Mark Bauerlein who is senior editor of First Things describes her as “an idiosyncratic mix of liberal and conservative convictions—or perhaps we should say that she, like any person of serious understanding, has an intellectual makeup more complex than our current political simplicities can absorb.”
He doesn’t try but he does observe that there is one profound traditionalist point that she maintains repeatedly, and it is one of the first truths of the conservative disposition.
She announced it, he explains, a few months back in an interview with the New York Observer. The very first question asked her about comparisons between President Trump and Adolf Hitler, to which she replied: “‘Presentism’ is a major affliction—an over-absorption in the present or near past, which produces a distortion of perspective and a sky-is-falling Chicken Little hysteria.”

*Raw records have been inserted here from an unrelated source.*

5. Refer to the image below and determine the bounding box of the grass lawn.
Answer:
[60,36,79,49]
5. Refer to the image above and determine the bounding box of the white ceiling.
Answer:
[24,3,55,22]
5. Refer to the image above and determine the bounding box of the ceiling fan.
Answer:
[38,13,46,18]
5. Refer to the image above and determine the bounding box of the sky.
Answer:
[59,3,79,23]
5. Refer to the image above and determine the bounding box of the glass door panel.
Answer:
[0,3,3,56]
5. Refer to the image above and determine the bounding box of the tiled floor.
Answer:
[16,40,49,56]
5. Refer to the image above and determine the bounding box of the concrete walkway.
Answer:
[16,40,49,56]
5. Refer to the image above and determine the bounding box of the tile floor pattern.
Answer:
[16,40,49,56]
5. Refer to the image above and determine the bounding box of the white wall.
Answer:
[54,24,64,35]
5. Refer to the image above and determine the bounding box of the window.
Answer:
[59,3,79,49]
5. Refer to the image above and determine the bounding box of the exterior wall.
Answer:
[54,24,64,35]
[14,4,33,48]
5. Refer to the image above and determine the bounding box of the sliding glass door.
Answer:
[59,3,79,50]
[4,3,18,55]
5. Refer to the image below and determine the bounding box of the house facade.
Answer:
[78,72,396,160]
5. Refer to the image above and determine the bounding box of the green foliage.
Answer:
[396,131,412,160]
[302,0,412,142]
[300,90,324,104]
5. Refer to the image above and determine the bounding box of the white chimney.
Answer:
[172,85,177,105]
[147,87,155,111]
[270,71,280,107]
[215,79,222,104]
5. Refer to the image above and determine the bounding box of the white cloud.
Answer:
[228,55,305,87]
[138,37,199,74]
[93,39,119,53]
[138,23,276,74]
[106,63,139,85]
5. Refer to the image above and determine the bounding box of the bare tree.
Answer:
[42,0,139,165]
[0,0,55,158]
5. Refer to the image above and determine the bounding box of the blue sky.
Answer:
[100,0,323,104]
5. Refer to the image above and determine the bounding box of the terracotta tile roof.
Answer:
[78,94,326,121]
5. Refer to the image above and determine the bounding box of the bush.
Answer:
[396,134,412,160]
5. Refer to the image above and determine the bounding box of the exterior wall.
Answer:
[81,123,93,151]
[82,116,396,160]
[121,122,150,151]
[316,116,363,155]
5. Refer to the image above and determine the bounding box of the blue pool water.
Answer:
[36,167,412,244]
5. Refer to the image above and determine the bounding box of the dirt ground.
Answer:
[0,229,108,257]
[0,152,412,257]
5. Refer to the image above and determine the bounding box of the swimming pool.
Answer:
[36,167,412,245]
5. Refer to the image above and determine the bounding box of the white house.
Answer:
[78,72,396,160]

Ignorance of history, ignorance about the conditions of humanity in past ages, is crippling the minds of milennial in Paglia’s view. She is appalled by how little history young Americans actually possess.
Paglia believes there is a causal connection between young Americans’ ignorance of history and their dim view of present conditions. At a conference in Oxford, Paglia stated again, in response to a student who criticized her and others for telling youths not to be so sensitive and snowflaky, “There is much too much focus on the present.” Thanks to the (presumed) sensitivity of modern youth, Paglia says, students have not had a “realistic introduction to the barbarities of human history . . . . Ancient history must be taught . . . . I believe in introducing young people to the disasters of history.”
When people judge the present solely in present terms, not in relation to the past, diversity becomes not the pursuit of knowledge of other cultures, religions, and civilizations. It becomes, Paglia says, a “banner” under which we presume to “remedy” contemporary social sins. At that point, we should realize, education has turned into indoctrination.
That’s not what education is supposed to do, she continues. Education is about “opening the great past . . . . More knowledge, more hard knowledge.”
She argues that we have allowed the classroom to devolve from the pursuit of knowledge to the pursuit of “cures” for social problems. That approach is “wrong,” Paglia insists, a job for social welfare agencies, not postsecondary learning. We should return to the vision of education as the “abstract and detached study of the past and of the global present.”